An intrinsic volcanic fissure situated at the end of a road paved by hands using granitic multicolored stones, Tundavala is a breathtaking escarpment rising some 400 feet from the beautiful plain bellow, providing a wonderful location to view the sunset, popular destination for romantic escapes and a guarantee of good Instagram moments. Clouds can be seen bellow providing a feeling of standing in the skies, with abundant oxygen, plenty of fresh air. Curious monkeys can be seen and the occasional eagles patrol the skies.

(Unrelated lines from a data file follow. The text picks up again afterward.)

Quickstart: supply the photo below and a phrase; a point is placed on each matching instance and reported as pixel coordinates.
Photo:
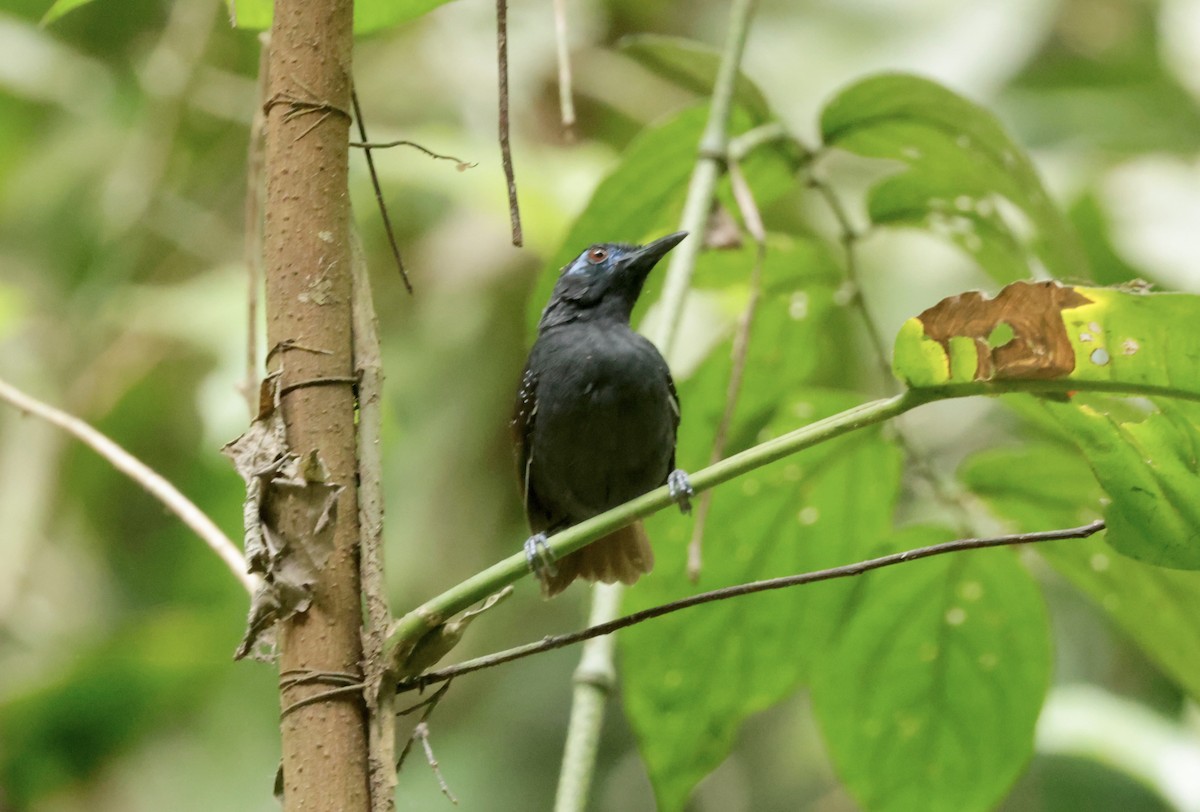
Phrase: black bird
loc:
(595, 416)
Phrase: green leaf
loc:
(1055, 332)
(1048, 486)
(930, 692)
(693, 65)
(1147, 464)
(369, 14)
(690, 679)
(59, 8)
(963, 176)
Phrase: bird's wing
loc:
(675, 413)
(525, 413)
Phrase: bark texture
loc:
(307, 264)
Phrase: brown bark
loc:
(307, 263)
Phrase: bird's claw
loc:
(681, 489)
(540, 559)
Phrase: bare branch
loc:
(160, 488)
(565, 95)
(378, 191)
(502, 47)
(845, 571)
(388, 145)
(753, 220)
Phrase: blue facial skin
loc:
(604, 281)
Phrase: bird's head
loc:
(605, 281)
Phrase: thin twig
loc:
(388, 145)
(565, 95)
(324, 696)
(502, 48)
(378, 191)
(753, 220)
(423, 731)
(159, 487)
(845, 571)
(588, 701)
(850, 239)
(850, 236)
(377, 617)
(253, 226)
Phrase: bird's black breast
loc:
(599, 421)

The bottom part of Tundavala’s cliff is painted with a wide green plateau dotted with odd-shaped hills that stretch to the sea far away, in Namibe.
Not tales but recent history allow to describe this beautiful place as hunted, for the place has witnessed and swallowed the life sons and daughter of the motherland, they were thrown into the 8 second-long fall abyss. Rattling and cracking of bones would have been the most common sound, today replaced with the sounds of stones hitting stone when the apparently unaware couples and kids enter into the new ritual of accessing how long it takes for pebbles to hit bottom. The place is not scattered with skulls of the less fortunate, nor has it traces of the red liquid that circulated the veins on those the ground has blessed, one has to read the writings on the stones, in dark for mourning of the ones departed against their will and in white for hope, hope that life never really ends.
To those aware of the past, Tundavala is a mass grave, emptied of its bones; still the hazy feeling never really leaves one’s presence when looking down the fissure. Fear dizziness and emptiness can fill one’s soul, yet the brave ones arm themselves with courage not only to throw stones but to capture the fault like structure in its minimal details, perhaps to rewrite the location in silent descriptions, unbiased and stripped of its history, printed on paper without captions nor history. Just quiet beauty.